Czy to nie powinno odbywać się, bo ja wiem... trochę wolniej?

No tak, bo widzowie nie zdążyli się na dobre rozsiąść w fotelach nim padł pierwszy trup i nagle wszyscy czują się zagubieni. Czyż filmowa klasyka opowieści z dreszczykiem nie wymagałaby od całej sprawy nieco więcej wyczucia? Niemądre duchy.

Perrineau sapnęła sennie, wyrywając Westona z odmętów świadomości. Na stoliczku obok stał wazon ze świeżym bukietem kupionym pospiesznie w taniej kwiaciarni. To zabawne o czym się pamięta w stresowych chwilach. W przeklętym domu mogą ginąć niewinni ludzie, ale świeże kwiaty muszą niezawodnie znaleźć się przy łóżku. Prawo równie niezbywalne co grawitacja.

Wracaj do nich, Nathan.

Mężczyzna uporczywie siedział na krześle nawet nie dopuszczając do siebie takiej możliwości. Gdzieś podświadomie czuł, że gdy tylko przestąpi próg szpitalnej sali już nigdy jej nie zobaczy. Nie będzie żadnego "potem". "Dzień, dwa" nie nadejdzie. Tylko znowu odwiedzi tanią kwiaciarnię żeby kupić bukiet, tym razem z czarną wstążką.

Wstał. Usiadł. Znowu wstał, po czym odsunął od siebie krzesło żeby nie ulec tak łatwo pokusie ponownego odwleczenia nieuniknionego.

- Zdrowiej April.

Ujął bezwładną dłoń w pojedynczym uścisku, po czym minął próg i najdelikatniej jak potrafił zamknął za sobą drzwi.

~***~

No tak, czyli teraz zostaje tylko znaleźć sposób na ducha i przyjść z odsieczą cholernym Cravenom. Może gdzieś leży porzucony plecak protonowy ze specjalną dyszą z Ghostbusters?

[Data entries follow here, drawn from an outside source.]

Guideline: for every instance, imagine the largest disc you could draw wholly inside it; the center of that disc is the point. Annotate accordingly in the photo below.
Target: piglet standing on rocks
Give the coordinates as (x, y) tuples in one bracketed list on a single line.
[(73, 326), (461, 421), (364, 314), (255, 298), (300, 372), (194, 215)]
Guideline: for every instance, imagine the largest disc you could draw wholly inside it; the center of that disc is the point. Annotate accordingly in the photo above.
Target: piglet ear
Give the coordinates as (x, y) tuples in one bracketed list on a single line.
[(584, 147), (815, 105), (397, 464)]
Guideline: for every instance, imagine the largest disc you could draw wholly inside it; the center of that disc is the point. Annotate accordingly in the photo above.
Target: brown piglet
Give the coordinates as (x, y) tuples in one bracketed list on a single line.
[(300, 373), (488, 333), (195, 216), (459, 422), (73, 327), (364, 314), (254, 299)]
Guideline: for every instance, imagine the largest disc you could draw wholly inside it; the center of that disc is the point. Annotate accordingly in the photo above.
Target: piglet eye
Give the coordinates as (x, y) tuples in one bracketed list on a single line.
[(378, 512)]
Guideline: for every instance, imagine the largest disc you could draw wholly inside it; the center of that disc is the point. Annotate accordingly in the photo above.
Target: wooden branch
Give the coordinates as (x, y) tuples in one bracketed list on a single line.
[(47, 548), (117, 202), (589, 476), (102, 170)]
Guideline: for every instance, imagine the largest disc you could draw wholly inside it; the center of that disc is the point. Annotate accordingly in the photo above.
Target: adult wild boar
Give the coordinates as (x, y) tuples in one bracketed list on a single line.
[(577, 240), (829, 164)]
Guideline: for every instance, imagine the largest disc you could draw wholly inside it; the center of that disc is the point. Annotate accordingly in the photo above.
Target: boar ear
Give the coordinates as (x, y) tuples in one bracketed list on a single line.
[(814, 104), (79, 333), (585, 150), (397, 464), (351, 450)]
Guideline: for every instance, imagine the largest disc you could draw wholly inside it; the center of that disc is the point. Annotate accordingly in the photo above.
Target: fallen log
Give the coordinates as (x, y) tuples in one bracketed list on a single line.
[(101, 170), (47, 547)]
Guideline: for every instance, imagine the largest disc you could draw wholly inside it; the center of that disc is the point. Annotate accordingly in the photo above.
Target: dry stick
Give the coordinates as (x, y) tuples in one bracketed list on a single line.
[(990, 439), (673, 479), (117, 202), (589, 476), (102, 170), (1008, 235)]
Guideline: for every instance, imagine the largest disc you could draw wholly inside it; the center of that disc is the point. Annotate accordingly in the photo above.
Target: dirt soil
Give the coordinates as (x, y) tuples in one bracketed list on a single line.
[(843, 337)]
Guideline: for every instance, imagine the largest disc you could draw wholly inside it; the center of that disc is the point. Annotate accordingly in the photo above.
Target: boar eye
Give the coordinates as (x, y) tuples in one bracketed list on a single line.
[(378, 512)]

Nie, tutaj raczej trzeba konkretu, fakty od zawsze były dziedziną Nathana. Moralną jedność i pozytywne wibracje wolał zostawić innym. Weston skierował zatem swoje kroki do biblioteki. Nie był pewien czego w zasadzie szuka. Indiańskie masakry z czasów kolonialnych. Historia powszechna Plymuth. Dom Hortona. Może po współrzędnych geograficznych, albo zgodnie z datami? Historia Stanu nie jest aż taka długa, może mają archiwalne gazety z tamtego okresu? Zgodnie z życzeniem April postanowił skupić się na nazwiskach, ofiarach, adresach. Może Irene będzie umiała mu pomóc? Nie zaszkodzi zadzwonić.

Jakoś nie spieszyło mu się wracać do Cravenów. Atmosfera panująca między nimi była przynajmniej niezdrowa. Nie oszukiwał się jednak, że będzie mógł w nieskończoność odwlekać powrót. Wolał jednak nie wracać z pustymi rękoma.